Search code examples
pythonpandasmockingpytestmoto

Using moto with pandas read_parquet and to_parquet functions


I am trying to write a unit test for a function which uses pd.read_parquet() function and I am struggling to make it work. I have the code below

from moto import mock_aws
import pandas as pd
import pytest
import datetime as dt
import boto3
from my_module import foo

@pytest.fixture
def mock_df():
    cols = [
        "timestamp",
        "value"
    ]
    values = [
        [dt.datetime(2024, 1, 1, 0), 2.57],
        [dt.datetime(2024, 1, 1, 1), 1.41],
        [dt.datetime(2024, 1, 1, 2), 2.06],
    ]
    df = pd.DataFrame(values, columns=cols)
    return df


@mock_aws
def test_download(mock_df):
    bucket_name = "test-input-bucket"
    s3 = boto3.resource("s3", region_name="us-east-1")
    s3.create_bucket(Bucket=bucket_name)
    key1 = "s3://test-input-bucket/path/to/data.parquet"
    mock_df.to_parquet(key1) # code fails already here
    foo() # uses pd.read_parquet()

But I am getting this error

OSError: When initiating multiple part upload for key 'path/to/data.parquet'
in bucket 'test-input-bucket': AWS Error INVALID_ACCESS_KEY_ID during 
CreateMultipartUpload operation: The AWS Access Key Id you provided does not exist in our records.

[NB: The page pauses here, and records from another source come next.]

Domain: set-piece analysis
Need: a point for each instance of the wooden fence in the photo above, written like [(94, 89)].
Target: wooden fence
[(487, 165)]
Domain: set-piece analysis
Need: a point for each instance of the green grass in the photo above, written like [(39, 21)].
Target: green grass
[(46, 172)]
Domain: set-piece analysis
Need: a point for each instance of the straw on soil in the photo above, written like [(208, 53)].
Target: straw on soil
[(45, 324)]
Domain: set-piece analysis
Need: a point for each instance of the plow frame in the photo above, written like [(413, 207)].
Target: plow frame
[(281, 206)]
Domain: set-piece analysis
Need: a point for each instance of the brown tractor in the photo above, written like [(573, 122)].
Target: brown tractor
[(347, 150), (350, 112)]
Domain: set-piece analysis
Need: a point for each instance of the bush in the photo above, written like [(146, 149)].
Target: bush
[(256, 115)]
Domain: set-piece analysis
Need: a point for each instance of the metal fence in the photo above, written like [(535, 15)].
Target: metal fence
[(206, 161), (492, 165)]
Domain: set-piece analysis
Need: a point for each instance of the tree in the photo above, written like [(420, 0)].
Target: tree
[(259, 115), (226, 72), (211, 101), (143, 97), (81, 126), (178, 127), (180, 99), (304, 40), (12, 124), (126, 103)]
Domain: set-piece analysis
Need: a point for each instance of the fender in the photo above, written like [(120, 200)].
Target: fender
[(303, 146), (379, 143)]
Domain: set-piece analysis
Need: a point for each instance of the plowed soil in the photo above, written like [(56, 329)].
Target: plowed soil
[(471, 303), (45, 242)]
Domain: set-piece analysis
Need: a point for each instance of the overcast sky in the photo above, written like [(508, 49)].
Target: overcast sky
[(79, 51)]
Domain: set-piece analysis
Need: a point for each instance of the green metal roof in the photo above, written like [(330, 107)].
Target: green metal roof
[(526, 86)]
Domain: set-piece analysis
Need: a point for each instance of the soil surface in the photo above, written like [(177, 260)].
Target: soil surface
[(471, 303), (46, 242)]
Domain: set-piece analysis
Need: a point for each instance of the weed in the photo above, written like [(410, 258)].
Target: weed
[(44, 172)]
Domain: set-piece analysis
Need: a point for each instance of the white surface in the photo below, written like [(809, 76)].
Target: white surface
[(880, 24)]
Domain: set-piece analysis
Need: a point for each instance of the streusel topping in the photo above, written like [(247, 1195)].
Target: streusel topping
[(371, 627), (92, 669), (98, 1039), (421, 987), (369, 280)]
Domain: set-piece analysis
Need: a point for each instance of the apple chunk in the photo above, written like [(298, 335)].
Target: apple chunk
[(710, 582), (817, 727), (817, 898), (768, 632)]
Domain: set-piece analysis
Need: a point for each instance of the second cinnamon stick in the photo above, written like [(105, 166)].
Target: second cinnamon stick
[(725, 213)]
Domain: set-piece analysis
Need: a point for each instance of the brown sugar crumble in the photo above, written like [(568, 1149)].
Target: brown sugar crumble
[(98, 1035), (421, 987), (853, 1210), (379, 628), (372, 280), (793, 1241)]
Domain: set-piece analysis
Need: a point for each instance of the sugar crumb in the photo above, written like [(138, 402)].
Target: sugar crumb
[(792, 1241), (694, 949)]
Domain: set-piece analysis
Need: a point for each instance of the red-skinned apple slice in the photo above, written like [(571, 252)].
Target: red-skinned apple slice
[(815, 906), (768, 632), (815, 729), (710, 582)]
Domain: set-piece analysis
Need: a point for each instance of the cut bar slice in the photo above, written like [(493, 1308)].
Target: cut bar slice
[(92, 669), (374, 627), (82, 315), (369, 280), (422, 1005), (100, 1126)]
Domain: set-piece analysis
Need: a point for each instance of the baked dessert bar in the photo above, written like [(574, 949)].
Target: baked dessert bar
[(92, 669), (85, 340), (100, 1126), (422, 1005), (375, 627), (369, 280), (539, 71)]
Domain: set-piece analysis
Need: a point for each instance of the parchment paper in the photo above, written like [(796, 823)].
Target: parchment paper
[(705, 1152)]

I am getting the same error whether I use to_parquet or try to use read_parquet. Everything works fine, if I use something diffrent for the upload and download, like

s3_bucket.put_object(Key=key1, Body=mock_df.to_parquet())

However I am not interested in replacing the pandas functions as it is not possible in my situation and need to find a way to mock S3 while using them. Is there a way to make moto work with these functions?

EDIT: I am using these versions

boto3                                    1.28.64
botocore                                 1.31.64
moto                                     5.0.3

Solution

  • This fixed the issue on my end. I am not 100% applies to every single case.

    On our end we narrowed the issue indeed to using to_parquet or read_parquet in tests. Using fastparquet as the engine (engine='fastparquet') seemed to provide a solution, but for us it wasn't always possible.

    For some reason, pyarrow wants credentials, whereas other packages don't care. Adding credentials and forcing them at the creation of the connection did the trick for us. So something like

    
    @pytest.fixture
    def aws_credentials():
        """Mocked AWS Credentials for moto."""
        os.environ["AWS_ACCESS_KEY_ID"] = "testing"
        os.environ["AWS_SECRET_ACCESS_KEY"] = "testing"
        os.environ["AWS_SECURITY_TOKEN"] = "testing"
        os.environ["AWS_SESSION_TOKEN"] = "testing"
    
    
    @mock_aws
    def test_file(aws_credentials, mock_df):
        with mock_aws(aws_credentials):
            conn = boto3.client("s3", region_name="us-east-1")
            yield conn
        conn.create_bucket(Bucket="testbucket")
    
    

    allowed us to have access to the bucket. Let me know if it works on your end as well.